At the time that OncTalk (the predecessor to GRACE) was just getting off the ground in the fall of 2006 (wow, three years have gone quickly!), Avastin (bevacizumab) was just getting FDA approval in the first line treatment of advanced NSCLC. The main focus was on the randomized trial that showed a survival benefit and led to its approval, and in the rush to generate summaries of the treatment highlights for various treatment settings in lung cancer, the story of Avastin skipped over its development in lung cancer. Many people may know that Avastin is given only in patients with non-squamous cancers, but it’s worth backtracking to understand why.

The first significant trial of Avastin in NSCLC was a randomized phase II trial done at Vanderbilt University and that enrolled about 100 patients with advanced NSCLC who received either chemotherapy with carbo/taxol (paclitaxel) alone every three weeks., or the same chemo with Avastin at either 7.5 or 15 mg/kg IV every three weeks. This trial was open to patients with any NSCLC histology. Importantly, patients who were enrolled on the chemo only arm as first line therapy were allowed to cross over to the Avastin alone (at the higher dose) after progression on carbo/taxol.
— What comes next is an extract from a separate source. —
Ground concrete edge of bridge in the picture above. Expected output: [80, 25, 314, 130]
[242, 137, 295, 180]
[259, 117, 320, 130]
(Click on image to enlarge)

The results of the trial were overall favorable for Avastin, at least at the higher dose, though the results were somewhat puzzling. The carbo/taxol/Avastin high dose arm had a significant improvement in median progression-free survival (PFS) of over 7 months compared with the very typical 4 month range in the other two arms. The high dose Avastin arm also had a median overall survival (OS) of nearly 18 months, which is terrific (but also was far better than the 12 months seen in the phase III trial with this regimen, illustrating how we should never presume that good results in smaller phase II trials will be replicated in larger, multicenter phase III trials). But what was confusing was that the patients on the chemo alone arm had a nearly unprecedented median OS of nearly 15 months, which was better than what they saw in the chemo/low dose Avastin arm, and also about double what you see in at least larger trials with this chemo regimen.

Some of this may be that the patients at a major academic center like Vanderbilt have more favorable features than a broader population because only those motivated and healthy enough to get there were included (so-called selection bias), but there were two other reasons that we might identify as important. First, it could be important that patients assigned to chemo crossed over to the Avastin, since 19 of the 32 patients in that arm received it, for a median duration of 12 weeks. Although there were no patients who showed significant tumor shrinkage that could be classified as a response, five remained on Avastin without progression for 6 months or longer. In the figure below, the horizontal lines represent the time that patients remained on Avastin without progressing:

This is probably the best evidence we have of the potential value of single agent Avastin as a maintenance therapy after first line chemo (which is part of our standard approach for Avastin now), though this group of patients were receiving Avastin for the first time rather than continuing after several cycles of chemo and Avastin together.

But the other potentially very important issue is in the bottom of the table above. There were six patients with life threatening or fatal hemoptysis (coughing up blood), comprising 9% of the patients who received Avastin on the trial. All 6 had large central tumors, and unfortunately 5 of them happened to be on the low dose Avastin arm, so this may have really affected the median OS greatly (particularly in a small group, like the 32 patients on this arm). Not surprisingly, these situations caused a lot of concern, and they were studied and found to be very disproportionately likely to have a squamous cell carcinoma (4/13 patients with squamous cell, or 31%, compared with 2/53 patients with adenocarcinoma, or 4%). When the results of the trial were re-analyzed without the patients without squamous NSCLC, the results looked better overall and no longer showed the puzzling results of the patients on the low dose Avastin arm doing worse than the chemo alone arm:

Of course, the story went on, and we’ve gained a lot more experience with Avastin since then, and nearly all of it in patients without squamous cell NSCLC. The larger ECOG 4599 trial was designed to exclude patients with squamous NSCLC based on the concern around safety, and bleeding complications weren’t entirely eliminated but were down in the 2% range. Though we can’t know for sure, it’s possible that if the investigators hadn’t reviewed these bleeding cases carefully, people with a higher risk of bleeding complications could have been enrolled in large numbers on the phase III Avastin studies, leading to bleeding complications that the trials might have been stopped early, with an alarmingly higher risk of bleeding now than we see with it, and leaving many patients who now benefit from it from having that opportunity.

Meanwhile, several trials with other anti-angiogenic agents like sutent (sunitinib) and nexavar (sorafenib) have raised concerns poor outcomes in the trials that have enrolled patients with squamous cell carcinomas. Overall, I’d say the limited evidence should continue to make us very cautious about giving any anti-angiogenic agents to patients with squamous NSCLC.